Film, Kolya adında bir adamın arsasına belediyenin göz koymasıyla başlıyor. Karanlığın çöktüğü, denizin köpürdüğü ilk sahneler ülkenin karanlık geleceği ile ilgili gerekli ipuçlarını bize verirken, daha sonra Kolya’nın avukat olan eski arkadaşı Dmitriy’i Moskova’dan çağırdığını görüyoruz. Gizemli, kahramanlara özgü özellikler taşıyan Dmitriy elinde önemli bir siyah dosya taşımaktadır ve bu siyah dosya, belediye başkanını seçim öncesi arsa davasından geri çekmeye yetecek önemli bilgiler içermektedir. Kolya, ilk eşinden doğma Roma ve ikinci eşi Lilya’yla üç kişilik bir çekirdek aile oluşturmaktadır, şehrin merkezine yakın ve deniz kenarı olan, üzerinde yaşadığı topraklar kıymete binince belediye tarafından düşük bir meblağ karşısında evini terk etmesi istenir. Vatandaş ile devletin bu karşılaşması ilk dakikadan kazananı belli bir mücadele gibi gözükse de Zvyagintsev’in vatandaşın elini güçlendiren iki unsuru bulunmaktadır; Kolya’nın uğrunda mücadele ettiği ailesi ve Dmitriy’in gizemli siyah dosyası. Aile unsuru yönetmenin daha önceki filmlerinden gördüğümüz üzere hikayenin kopma noktasını oluşturmakta zira aile varken hikayedeki karakterler her soruna karşı, gerekirse devletin kendisine karşı yumruk olabilecekken, aile yokken bu karakterleri dağınık ve kaybetmiş bir şekilde görüyoruz. Yönetmenin bireylerin çöküşü ile ilgili söylediklerine geçmeden önce, belediye başkanı ile avukatın karşılaşmasından, yani devletin iki farklı organının birbiriyle toslaşmasından bahsedelim.

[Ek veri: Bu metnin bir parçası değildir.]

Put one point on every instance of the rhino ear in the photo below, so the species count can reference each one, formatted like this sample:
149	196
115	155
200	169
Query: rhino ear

Avukat Dmitriy, Kolya’nın gözünde eski asker arkadaşı olarak kalsa da ilk andan itibaren Dmitriy karakterinin üzerinde devletin izini hissetmek mümkün. Kolya’yla olan arkadaşlık bağı onun yardım etmesine sebep oluyor ve araya soktuğu ‘büyükleri’ vasıtasıyla ele geçirdiği ‘siyah dosya’ altın bir anahtar olarak hikaye boyunda elinde dolaşıyor. Zvyagintsev’in devlete karşı çözümün yine devletin içerisinden gelmesi, böyle bir aracı olmadığı zaman devlete karşı savaşın mutlak surette kazanılmayacağını gösteriyor. Küçük ve güçsüz bir adam olarak resmedilen Kolya’nın üzerinde devletin baskısı arttıkça yine devletin görev verdiği bir adama sığınmaktan başka çözüm yolu gözükmüyor ve Dmitriy bu gücü istediği şekilde kullanmakta özgür. Siyah dosya karşısında çaresiz kalan belediye başkanı, panik anını hizmetinde çalışan kolluk kuvvetlerine saldırarak atlatıyor ve bir an önce Kolya’nın elindeki gücün ortadan kaldırılmasını istiyor. Hikayenin önemli bir noktasına kadar kazanıyormuş gibi gözüken Kolya, yukarıdan bir tuşa basılmış ve gergin olan ip bir anda serbest bırakılmış gibi ani bir düşüşe geçiyor ve bunun asıl sebebi Rus halkının yaşadığı bireysel yozlaşma.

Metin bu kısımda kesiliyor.